Raising finance

Raising finance

When you’ve got a great business idea, or frankly a business idea and lack of funding to execute it the natural thought is to fundraise.

Raising finance seems easier now that is was before, especially with the plethora of crowdsourcing solutions available.

But is raising finance the right thing to do for your business?

This fundraising can generally come from two sources, debt such as a loan or equity via issuing shares in your company.

Debt is always the cheapest option, because you are not giving away future income from the sale of your business. But more often than not entrepreneurs don’t like debt and look to raise equity.

The reason being is that it feels like you have a ‘proper’ business when you raise investment and have external shareholders.

All of a sudden, you’re the CEO of a mini ‘PLC’.

And to most entrepreneurs this gives them a warm fuzzy feeling of success.

But this success comes with a big caveat.

By accepting equity, you no longer own your company, well not all of it at least.

With this change in ownership comes responsibilities.

Big responsibilities.

And it is this responsibility that causes most of the failures in UK business.

What am I talking about here?

Managing ‘other people’s money’ that’s what.

When you manage your own money, well YOUR business’ money you tend to be less speculative and more prudent. But when you have other people’s money, that’s a game changer.

Most MD’s or CEO’s then execute against their business plan, without real thought of whether that investment via the cash spend will yield the results required, ie increased sales.

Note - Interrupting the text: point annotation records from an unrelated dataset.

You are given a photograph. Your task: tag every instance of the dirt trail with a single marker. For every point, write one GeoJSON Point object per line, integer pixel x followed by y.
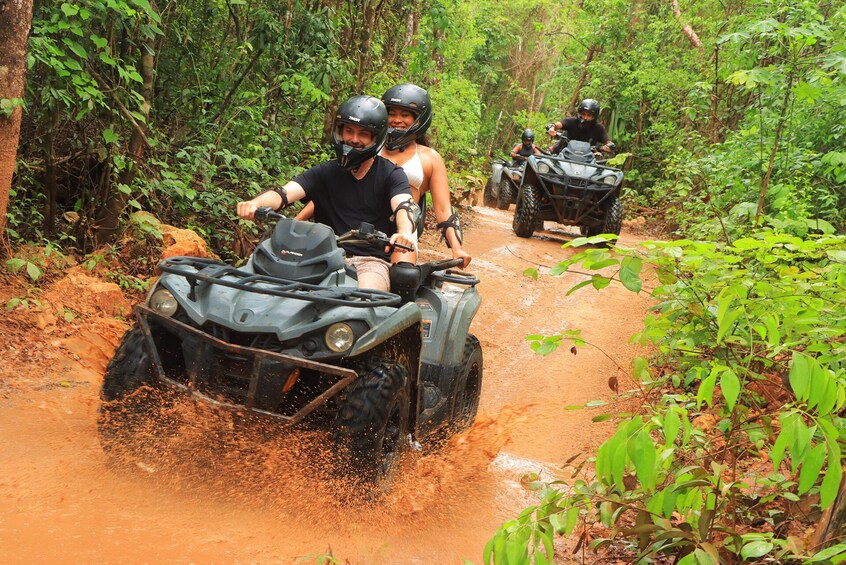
{"type": "Point", "coordinates": [61, 502]}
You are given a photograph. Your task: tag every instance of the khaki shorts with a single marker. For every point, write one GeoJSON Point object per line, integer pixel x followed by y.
{"type": "Point", "coordinates": [371, 266]}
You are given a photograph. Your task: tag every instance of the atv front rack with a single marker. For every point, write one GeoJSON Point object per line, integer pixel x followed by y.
{"type": "Point", "coordinates": [270, 373]}
{"type": "Point", "coordinates": [201, 273]}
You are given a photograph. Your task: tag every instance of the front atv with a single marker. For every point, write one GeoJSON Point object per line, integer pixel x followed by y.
{"type": "Point", "coordinates": [291, 338]}
{"type": "Point", "coordinates": [570, 188]}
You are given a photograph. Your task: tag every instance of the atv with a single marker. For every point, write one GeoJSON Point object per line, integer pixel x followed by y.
{"type": "Point", "coordinates": [290, 338]}
{"type": "Point", "coordinates": [501, 188]}
{"type": "Point", "coordinates": [572, 188]}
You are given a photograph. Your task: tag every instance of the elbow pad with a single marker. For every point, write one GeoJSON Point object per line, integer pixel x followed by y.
{"type": "Point", "coordinates": [413, 210]}
{"type": "Point", "coordinates": [453, 222]}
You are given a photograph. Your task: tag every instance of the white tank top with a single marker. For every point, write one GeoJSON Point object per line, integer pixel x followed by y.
{"type": "Point", "coordinates": [413, 170]}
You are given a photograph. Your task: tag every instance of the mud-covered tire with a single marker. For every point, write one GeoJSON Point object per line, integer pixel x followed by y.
{"type": "Point", "coordinates": [503, 199]}
{"type": "Point", "coordinates": [612, 223]}
{"type": "Point", "coordinates": [129, 396]}
{"type": "Point", "coordinates": [467, 400]}
{"type": "Point", "coordinates": [527, 212]}
{"type": "Point", "coordinates": [372, 423]}
{"type": "Point", "coordinates": [488, 197]}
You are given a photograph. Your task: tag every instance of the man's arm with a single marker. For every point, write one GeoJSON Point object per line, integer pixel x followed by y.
{"type": "Point", "coordinates": [274, 198]}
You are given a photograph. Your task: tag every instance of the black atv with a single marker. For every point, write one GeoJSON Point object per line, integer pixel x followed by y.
{"type": "Point", "coordinates": [572, 188]}
{"type": "Point", "coordinates": [291, 338]}
{"type": "Point", "coordinates": [501, 188]}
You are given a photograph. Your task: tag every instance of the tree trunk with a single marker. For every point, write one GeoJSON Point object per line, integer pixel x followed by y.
{"type": "Point", "coordinates": [782, 120]}
{"type": "Point", "coordinates": [832, 525]}
{"type": "Point", "coordinates": [107, 224]}
{"type": "Point", "coordinates": [686, 29]}
{"type": "Point", "coordinates": [15, 20]}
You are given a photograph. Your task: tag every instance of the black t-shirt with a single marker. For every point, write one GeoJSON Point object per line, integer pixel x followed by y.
{"type": "Point", "coordinates": [343, 202]}
{"type": "Point", "coordinates": [590, 130]}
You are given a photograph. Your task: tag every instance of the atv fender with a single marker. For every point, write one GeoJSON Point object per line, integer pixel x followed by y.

All too often money is spent on things that are simply not needed.

It becomes a speculative investment but an uncalculated one. One that is justified and allowed because it was on the business plan that the investors bought into.

But if you were funding the business yourself and your didn’t need the equity from external investors, would you still execute against the same business plan?

The thing is, for most, that when you have a fist full of dollars, you become frivolous. It is not as painful to spend £50,000 on advertising when you have £1m in the bank, more so when that £1m isn’t your money.

But would you spend that £50,000 on advertising if you only had £60,000 in the bank and all of that money was yours?

You see, that’s the opium effect.

It’s like a drug in that you spend O.P.M – Other Peoples Money easier than you own.

So I question you if this is the case.

Would you do what you plan to do if you had to use your own money?

Or would you do something different?

When you raise finance you need to stop being a manager of your business and start to become the investor in your business.

Remove the needle from your arm and review your expenditure strategically.

Ask yourself, does spending this amount today take me closer towards my goal tomorrow?

Or are you now just addicted to spending more money because you can?